There is a 5% to 12% risk of urethral strictures up to five years post-treatment, easily managed by dilatation.
Rectal complications consist primarily of mild proctitis which usually resolves spontaneously.
Long-term bowel dysfunction is relatively uncommon, although preliminary results of a randomized trial indicate I-125 implants result in greater rectal morbidity.

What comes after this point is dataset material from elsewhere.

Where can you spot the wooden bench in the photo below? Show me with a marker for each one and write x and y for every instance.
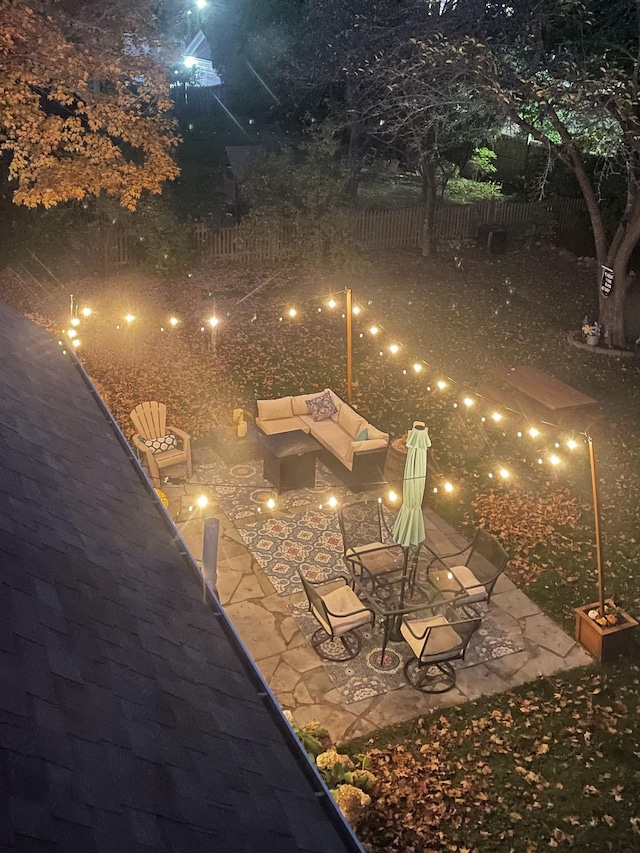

Results of studies regarding impotence after brachytherapy vary. In one study, when those who maintain potency are combined with those who take medication to restore erectile dysfunction, 92% of men are able to maintain erectile function six years following brachytherapy. “Erectile dysfunction has been reported in 6% to 90% of patients who undergo brachytherapy,” the journal article noted. However, it also indicated most patients with brachytherapy-induced erectile dysfunction respond favorably to sidenafil (medication). “The reported wide ranges of erectile dysfunction likely reflect the differences in follow-up, patient selection and the mode of data collection. In the only brachytherapy series using a patient administered, validated quality of life instrument, 52% of patients who underwent monotherapy brachytherapy maintained erectile function at 6 years.” The strongest predictor of erectile dysfunction is the patient’s functional level before implantation.


“It has become increasingly apparent that the efficacy and morbidity depend on implant quality.”

Principal Investigator: Gregory S. Merrick, M.D., Schiffler Cancer Center, Wheeling, W.V.